(6fu) Accelerating the Speed and Scale of Metabolic Engineering in Challenging Biological Contexts
AIChE Annual Meeting
Sunday, November 8, 2015 - 2:00pm to 4:00pm
Biological systems are fantastic platforms for solving myriad societal problems, as they contain a diverse set of highly specific catalysts, operate at mild reaction conditions, self-replicate, and can undergo evolution to improve function. In order to harness the full potential of living systems, metabolic engineers require detailed models of biological processes to enable rational design as well as high-throughput approaches for generating improved systems where uncertainties remain. In this poster, I will describe my efforts to fill these critical gaps between metabolic engineering practice and desired biological function in difficult-to-engineer systems.
My graduate research focused on expediting the development cycle of engineered yeast, which is a workhorse organism for the production of diverse chemicals, yet was slow and time-consuming to engineer.

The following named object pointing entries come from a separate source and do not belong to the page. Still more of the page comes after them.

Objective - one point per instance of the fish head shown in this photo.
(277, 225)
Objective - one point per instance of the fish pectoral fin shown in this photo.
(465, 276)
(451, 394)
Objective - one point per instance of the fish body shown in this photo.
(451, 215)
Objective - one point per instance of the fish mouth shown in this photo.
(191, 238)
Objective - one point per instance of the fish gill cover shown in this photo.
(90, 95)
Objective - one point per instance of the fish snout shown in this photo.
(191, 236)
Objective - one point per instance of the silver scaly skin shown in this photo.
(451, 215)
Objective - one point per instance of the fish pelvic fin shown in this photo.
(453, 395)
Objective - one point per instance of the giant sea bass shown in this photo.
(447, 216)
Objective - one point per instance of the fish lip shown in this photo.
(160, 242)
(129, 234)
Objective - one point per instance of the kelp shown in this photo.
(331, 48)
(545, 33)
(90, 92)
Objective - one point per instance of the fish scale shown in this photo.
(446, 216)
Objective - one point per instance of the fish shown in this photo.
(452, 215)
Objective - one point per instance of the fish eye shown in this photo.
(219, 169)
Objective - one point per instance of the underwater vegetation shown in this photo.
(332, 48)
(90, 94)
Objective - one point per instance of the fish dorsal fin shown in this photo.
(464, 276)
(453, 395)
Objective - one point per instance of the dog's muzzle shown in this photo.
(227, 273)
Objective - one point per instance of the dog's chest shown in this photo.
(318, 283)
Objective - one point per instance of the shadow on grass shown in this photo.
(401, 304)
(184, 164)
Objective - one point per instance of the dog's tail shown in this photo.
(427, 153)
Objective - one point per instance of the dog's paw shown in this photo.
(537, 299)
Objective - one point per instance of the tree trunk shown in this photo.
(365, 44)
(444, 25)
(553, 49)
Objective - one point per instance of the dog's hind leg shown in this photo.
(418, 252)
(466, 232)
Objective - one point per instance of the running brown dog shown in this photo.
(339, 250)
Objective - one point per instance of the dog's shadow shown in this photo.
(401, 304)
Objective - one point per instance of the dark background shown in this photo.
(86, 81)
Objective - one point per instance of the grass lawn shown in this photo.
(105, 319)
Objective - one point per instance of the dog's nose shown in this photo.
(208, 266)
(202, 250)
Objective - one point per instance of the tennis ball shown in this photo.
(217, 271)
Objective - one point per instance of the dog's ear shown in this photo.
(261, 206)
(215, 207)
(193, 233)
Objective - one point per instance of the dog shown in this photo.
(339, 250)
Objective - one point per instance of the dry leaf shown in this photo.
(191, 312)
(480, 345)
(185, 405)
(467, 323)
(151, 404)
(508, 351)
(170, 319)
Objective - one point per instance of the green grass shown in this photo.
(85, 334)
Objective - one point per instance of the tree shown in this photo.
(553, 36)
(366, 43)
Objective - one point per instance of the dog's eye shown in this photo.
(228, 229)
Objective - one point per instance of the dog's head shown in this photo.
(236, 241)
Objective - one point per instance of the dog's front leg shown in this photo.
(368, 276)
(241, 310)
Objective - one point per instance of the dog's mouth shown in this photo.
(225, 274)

In particular, tuning the rate of biocatalyst synthesis, biocatalyst properties, and the genetic background of the yeast host are each critical to optimizing a bioprocess, yet yeast engineers have been traditionally faced with a choice between working with a handful of suboptimal genetic parts and a time-consuming, iterative process for improving them. To expedite the optimization of parts related to biocatalyst synthesis, I identified phenomena limiting biocatalyst production and in response developed computational techniques which enable metabolic engineers to quickly refactor these genetic parts and generate novel ones tailored toward their desired application, thus improving biocatalyst production in a single design cycle. Because the design rules governing biocatalyst properties and host performance remain undiscovered, I further developed experimental techniques for high-throughput optimization of these qualities in yeast. In each case, my innovative approaches expedited the design cycle by several orders of magnitude over the current state-of-the-art and opened exciting vistas in strain development and biological discovery.
As an independent researcher, I aim to broaden the scope of metabolic engineering to include the microbial communities that live in the human gut, as this complex ecosystem plays critical roles in the extraction of nutrients, production of vitamins, and the progression of disease, yet whose engineering is currently regarded as a “grand challenge” in human health. As this organ is, in its simplest sense, a packed bed reactor, chemical engineers are ideally poised to make significant contributions in this area. In my postdoctoral work, I am currently laying the foundation for engineering this system through the determination of design rules which collectively ensure the stability, robust performance, and safety of engineered probiotics (i.e. the catalysts) in this complex environment. Looking ahead, these design principles will enable my future lab to engineer “smart” probiotics which monitor the gut environment for signatures of disease and subsequently synthesize and deliver therapeutics in close proximity to affected areas. Additionally, integration with approaches developed during my graduate work will enable the construction of highly robust therapeutic strains which adjust their genetic content for improved gut function in response to changing environmental conditions. Third, these engineered strains will enable the elucidation and control of the three-dimensional structure of gut microbiota, enabling further insight into gut disease progression through modeling the currently unknown spatial reaction networks in this environment. More broadly, the paradigms my lab develops for engineering of the gut community will be applied to other microbial ecosystems in order to address continuing challenges in health, energy, and the environment.